E.B. White
I learned something frightening yesterday. Just by chance, really. I happened to discover that in the syllabus for a course on crisis management at a noted law school (a sound and well-organized course as far as I could judge) students are informed that 60 percent of their grade will be based on a case study, and “because proper English usage is essential to effective communication, a portion of the final grade will be based upon compliance with the principles outlined in The Elements of Style by William Strunk and E.B. White.”
Part of the grade in a professional-school course is being determined by “compliance” with the misguided edicts in an overrated little book of bad advice originating as a required text prescribed for students of English at Cornell nearly 100 years ago! It’s chilling.
The currently standard edition of The Elements of Style (fourth edition, paperback, Allyn & Bacon, Boston, 2000) derives from E.B. White’s 1959 revision and expansion of Strunk’s privately printed 1918 original. White rectified hardly any of the book’s faults, but added a fifth chapter, plus plenty of other extra stupidness, like the appallingly undisciplined paragraph on modal-adjunct uses of hopefully (Page 48).
It is White’s own opinion that up to the end of the fourth chapter, originally due to Strunk, the book is not primarily about style, despite its title. It is “concerned with what is correct, or acceptable, in the use of English” (Page 66). White’s Chapter 5 concentrates on style, and what it says seems to me to range from the vapid (“Be clear”) to the ridiculous (“Do not inject opinion”). But what concerns me most is that most of what the book says about correctness and acceptability is untrue.
Let me illustrate just how bad the advice is. Following the book’s “principles” strictly would mean rejecting all of the 10 sentences below. They are all linguistically flawless, or at the very least (allowing for random stylistic nitpicking) properly and unremarkably constructed; but each of them violates at least one S&W edict. For each example I give a page reference to the fourth edition where you can see at least one injunction with which the sentence conflicts.

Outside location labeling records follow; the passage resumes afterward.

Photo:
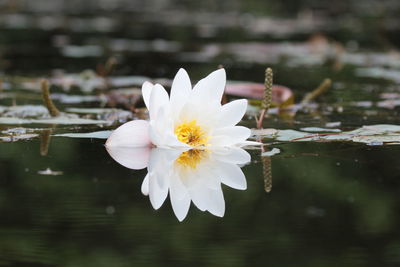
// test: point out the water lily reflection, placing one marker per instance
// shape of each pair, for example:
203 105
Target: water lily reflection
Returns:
187 175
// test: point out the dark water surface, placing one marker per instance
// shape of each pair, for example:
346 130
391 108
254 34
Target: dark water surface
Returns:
331 204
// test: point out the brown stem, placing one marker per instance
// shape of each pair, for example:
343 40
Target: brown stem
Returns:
267 97
54 112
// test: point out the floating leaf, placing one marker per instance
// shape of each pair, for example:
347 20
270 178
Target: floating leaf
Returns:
274 151
317 129
65 120
98 134
48 171
15 138
370 134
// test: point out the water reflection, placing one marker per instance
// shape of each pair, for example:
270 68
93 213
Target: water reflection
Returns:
187 175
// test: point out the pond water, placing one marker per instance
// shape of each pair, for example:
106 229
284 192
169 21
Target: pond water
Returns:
66 202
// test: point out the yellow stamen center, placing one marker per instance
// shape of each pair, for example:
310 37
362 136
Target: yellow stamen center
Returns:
191 134
191 158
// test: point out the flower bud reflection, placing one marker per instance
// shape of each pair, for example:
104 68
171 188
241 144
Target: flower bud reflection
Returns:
186 175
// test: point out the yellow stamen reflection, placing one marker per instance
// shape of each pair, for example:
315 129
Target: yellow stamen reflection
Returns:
191 134
191 158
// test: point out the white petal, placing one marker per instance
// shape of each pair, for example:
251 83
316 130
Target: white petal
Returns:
232 176
160 165
216 203
232 113
199 196
131 134
157 195
180 91
234 155
249 143
177 188
146 91
130 157
145 185
211 88
229 136
158 99
180 206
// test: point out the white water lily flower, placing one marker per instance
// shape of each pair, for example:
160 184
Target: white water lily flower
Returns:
193 175
188 118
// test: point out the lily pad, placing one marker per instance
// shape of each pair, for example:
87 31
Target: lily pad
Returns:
98 135
274 151
318 129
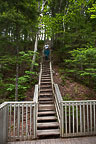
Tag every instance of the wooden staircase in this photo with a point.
(47, 123)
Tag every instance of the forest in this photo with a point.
(71, 27)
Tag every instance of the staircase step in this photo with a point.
(45, 90)
(45, 75)
(45, 99)
(46, 94)
(46, 83)
(46, 102)
(45, 80)
(51, 132)
(46, 118)
(45, 86)
(45, 107)
(48, 125)
(44, 113)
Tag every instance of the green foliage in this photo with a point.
(26, 78)
(82, 65)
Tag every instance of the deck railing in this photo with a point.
(76, 118)
(21, 120)
(18, 120)
(3, 123)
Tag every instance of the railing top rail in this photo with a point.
(58, 93)
(79, 101)
(20, 102)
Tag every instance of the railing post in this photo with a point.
(4, 125)
(35, 120)
(61, 120)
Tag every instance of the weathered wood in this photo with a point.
(47, 118)
(81, 140)
(48, 132)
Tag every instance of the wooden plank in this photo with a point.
(81, 140)
(76, 118)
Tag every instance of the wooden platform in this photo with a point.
(81, 140)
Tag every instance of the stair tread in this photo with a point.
(46, 102)
(45, 93)
(48, 132)
(45, 99)
(46, 112)
(46, 118)
(44, 90)
(45, 105)
(47, 124)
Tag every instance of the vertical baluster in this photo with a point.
(66, 119)
(26, 120)
(94, 119)
(73, 116)
(91, 116)
(18, 129)
(77, 118)
(84, 116)
(62, 109)
(87, 117)
(30, 119)
(22, 120)
(80, 118)
(69, 120)
(10, 115)
(14, 119)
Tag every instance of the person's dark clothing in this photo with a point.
(46, 53)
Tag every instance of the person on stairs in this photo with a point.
(46, 52)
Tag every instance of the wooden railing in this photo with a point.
(76, 118)
(3, 123)
(58, 101)
(21, 120)
(18, 120)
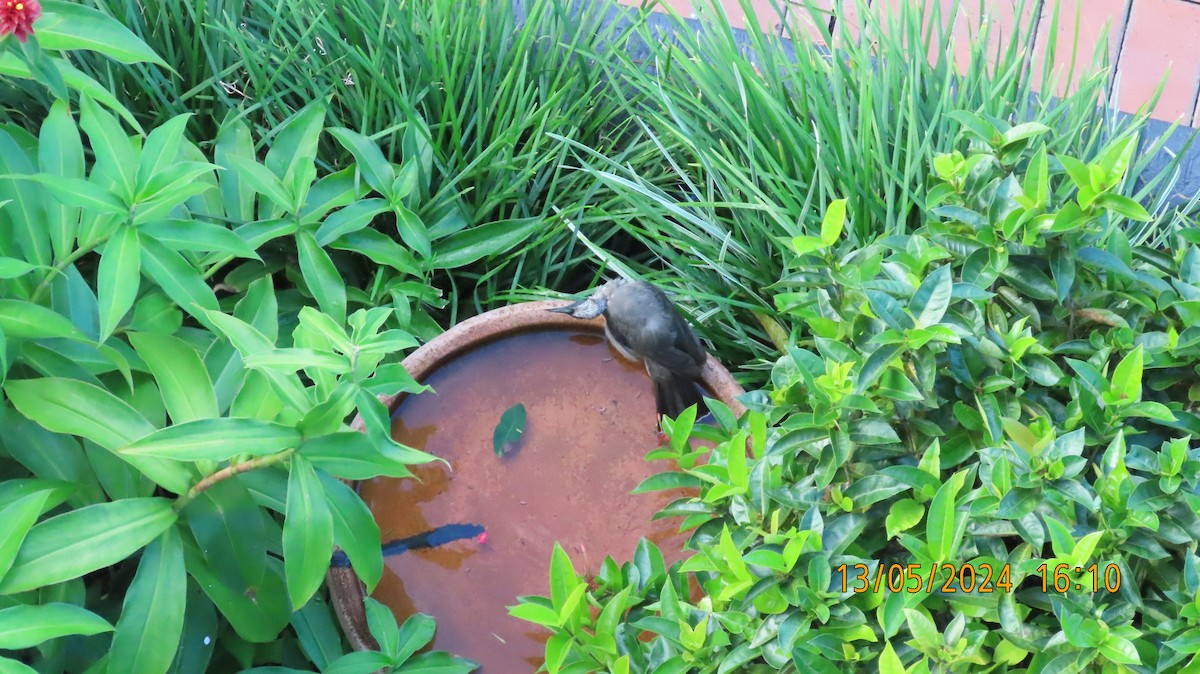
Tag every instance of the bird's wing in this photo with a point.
(664, 336)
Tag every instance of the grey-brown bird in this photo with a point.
(645, 326)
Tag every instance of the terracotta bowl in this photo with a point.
(346, 590)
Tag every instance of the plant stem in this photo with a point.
(229, 471)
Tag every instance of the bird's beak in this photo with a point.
(569, 308)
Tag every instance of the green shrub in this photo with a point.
(175, 427)
(493, 89)
(1009, 387)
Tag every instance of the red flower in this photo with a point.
(18, 16)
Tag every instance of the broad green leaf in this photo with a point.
(942, 527)
(16, 521)
(178, 278)
(382, 623)
(376, 169)
(24, 626)
(931, 300)
(535, 613)
(177, 367)
(197, 236)
(161, 150)
(414, 635)
(509, 431)
(355, 530)
(118, 278)
(67, 25)
(903, 516)
(259, 179)
(294, 150)
(1127, 377)
(13, 268)
(833, 223)
(67, 405)
(477, 242)
(232, 530)
(85, 540)
(115, 156)
(412, 230)
(348, 220)
(322, 277)
(153, 614)
(25, 204)
(215, 439)
(258, 617)
(321, 638)
(351, 455)
(60, 152)
(29, 320)
(81, 193)
(307, 533)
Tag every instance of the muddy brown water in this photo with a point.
(591, 419)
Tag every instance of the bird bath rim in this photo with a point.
(346, 591)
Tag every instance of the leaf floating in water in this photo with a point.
(509, 431)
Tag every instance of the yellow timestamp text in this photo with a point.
(1059, 578)
(915, 578)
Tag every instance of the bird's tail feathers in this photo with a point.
(672, 395)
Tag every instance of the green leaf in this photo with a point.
(943, 527)
(183, 380)
(833, 223)
(382, 624)
(307, 533)
(67, 25)
(151, 621)
(179, 280)
(85, 540)
(199, 236)
(903, 516)
(348, 220)
(931, 300)
(13, 268)
(414, 635)
(324, 282)
(77, 408)
(215, 439)
(923, 630)
(60, 152)
(24, 626)
(1127, 377)
(535, 613)
(355, 530)
(509, 431)
(351, 455)
(889, 662)
(376, 169)
(294, 150)
(118, 278)
(161, 149)
(1123, 206)
(259, 179)
(1024, 131)
(29, 320)
(16, 521)
(115, 156)
(873, 432)
(412, 230)
(478, 242)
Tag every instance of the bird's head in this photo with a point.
(594, 304)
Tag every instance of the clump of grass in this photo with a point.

- None of the demonstrators were interested in negotiating. (Page 10)
- In the fall new recycling bins were distributed to all city residents. (Page 18)
- This is not what most people believe. (Page 19)
- It is hard to believe that this has not already been done. (Page 23)
- Residents can use the procedure or not, as they wish. (Page 42)
- However, what happened the following year was even more surprising. (Page 48)
- President Roosevelt called the day of the Pearl Harbor attack a date which will live in infamy. (Page 59)
- No one should imagine that they can simply ignore this regulation. (Page 60)
- A once peaceful neighbourhood was suddenly disrupted by civil disorder. (Page 71)
- The crisis plan that the committee looked at was vague and confused. (Pages 77-78)
Now, I worry that oppressed students might draw the conclusion that in the light of all this they should set to work ridding their work of anything reminiscent of the sentences above without knowing why (the nervous cluelessness reaction, as I have called it); so let me stress again that the usage “principles” Strunk and White propose are mistaken. They do not define “proper English usage,” and obeying them would not make your writing better or improve “effective communication.”
Nobody who is fluent in Standard English, and not in a state of panic, could seriously believe that there is anything linguistically incorrect about the sentences listed above (though in some contexts you might choose to modify their style). But people get cowed into thinking such things when they wrongly assume that The Elements of Style is holy writ.
The instructor who wrote that syllabus might want to acquaint himself with some more modern and useful works on writing and style; I would suggest first and foremost Steven Pinker’s book The Sense of Style (Viking, 2014).
A brief survey of what’s wrong with Strunk and White can be found in my Chronicle of Higher Education article from 2009. For a more thorough review of Strunk and White’s crimes, read this paper (English Today 102, 34-44, 2010).
And if you happen to be a student who got dinged for usage on your case study at the university in question, I will be pleased to consider testifying in your favor should you decide to take legal action over your grade.